The Butera-Pernici algorithm (2)
The purpose of this post will be to see if we can implement the algorithm in Julia, and thus leverage Julia's very fast execution time.
We are working with polynomials defined on nilpotent variables, which means that
the degree of any generator in a polynomial term will be 0 or 1.  Assume that
our generators are indexed from zero: \(x_0,x_1,\ldots,x_{n-1}\), then any term in a
polynomial will have the form
\[
cx_{i_1}x_{i_2}\cdots x_{i_k}
\]
where \(\{x_{i_1}, x_{i_2},\ldots, x_{i_k}\}\subseteq\{0,1,2,\ldots,n-1\}\).  We can
then express this term as an element of a dictionary {k => v} where
\[
k = 2^{i_1}+2^{i_2}+\cdots+2^{i_k}.
\]
So, for example, the polynomial term \(7x_2x_3x_5\) would correspond to the dictionary term
44 => 7
since \(44 = 2^2+2^3+2^5\).  Two polynomial terms {k1 => v1} and {k2 => v2}
with no variables in common can then be multiplied simply by adding the k terms,
and multiplying the v values, to obtain {k1+k2 => v1*v2} .  And we can check if
k1 and k2 have a common variable easily by evaluating k1 & k2; a non-zero
value indicates a common variable.  This leads to the following Julia function
for multiplying two such dictionaries:
function poly_dict_mul(p1, p2)
  p3 = Dict{BigInt,BigInt}()
  for (k1, v1) in p1
    for (k2, v2) in p2
          if k1 & k2 > 0
            continue
          else
            if k1 + k2 in keys(p3)
                  p3[k1+k2] += v1 * v2
            else
                  p3[k1+k2] = v1 * v2
            end
          end
    end
    end
  return (p3)
end
As you see, this is a simple double loop over the terms in each polynomial
dictionary.  If two terms have a non-zero conjunction, we simply move on.  If
two terms when added already exist in the new dictionary, we add to that term.

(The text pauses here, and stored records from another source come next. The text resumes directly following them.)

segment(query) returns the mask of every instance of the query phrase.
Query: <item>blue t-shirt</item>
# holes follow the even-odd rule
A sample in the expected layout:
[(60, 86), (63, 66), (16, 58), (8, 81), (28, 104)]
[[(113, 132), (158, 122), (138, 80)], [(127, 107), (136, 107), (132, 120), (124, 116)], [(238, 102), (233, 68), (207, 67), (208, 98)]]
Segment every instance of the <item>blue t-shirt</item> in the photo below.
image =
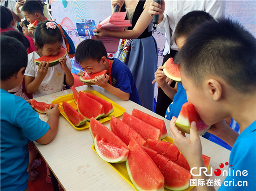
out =
[(165, 113), (165, 118), (169, 120), (173, 116), (178, 117), (182, 106), (188, 102), (186, 90), (181, 83), (177, 84), (177, 92), (173, 98), (173, 101), (169, 105)]
[(46, 134), (49, 126), (28, 102), (1, 89), (1, 191), (27, 188), (29, 140)]
[[(256, 191), (256, 121), (236, 140), (229, 156), (229, 166), (231, 165), (231, 176), (227, 177), (219, 191)], [(246, 176), (243, 175), (243, 171)]]
[(129, 93), (129, 99), (141, 105), (135, 81), (129, 68), (118, 59), (114, 58), (111, 74), (113, 86)]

If the sum of terms is new, we create a new dictionary element.  The use of
BigInt is to ensure that no matter how big the terms and coefficients become,
we don't suffer from arithmetic overflow.
For example, suppose we consider the product \[ (x_0+x_1+x_2)(x_1+x_2+x_3). \] A straightforward expansion produces \[ x_0x_3 + x_1x_3 + x_1^2 + x_0x_1 + x_0x_2 + 2x_1x_2 + x_2^2 + x_2x_3. \] which by nilpotency becomes \[ x_0x_3 + x_1x_3 + x_0x_1 + x_0x_2 + 2x_1x_2 + x_2x_3. \] The dictionaries corresponding to the two polynomials are
{1 => 1, 2 => 1, 4 => 1}
and
{2 => 1, 4 => 1, 8 => 1}
Then:
julia> poly_dict_mul(Dict(1=>1,2=>1,4=>1),Dict(2=>1,4=>1,8=>1))
Dict{BigInt,BigInt} with 6 entries:
  9  => 1
  10 => 1
  3  => 1
  5  => 1
  6  => 2
  12 => 1
If we were to rewrite the keys as binary numbers, we would have
{1001 => 1, 1010 => 1, 11 => 1, 101 => 1, 110 => 2, 1100 => 1}
in which you can see that each term corresponds with the term of the product above.
Having conquered multiplication, finding the permanent should then require two steps:
- Turning each row of the matrix into a polynomial dictionary.
- Starting with \(p=1\), multiply all rows together, one at a time.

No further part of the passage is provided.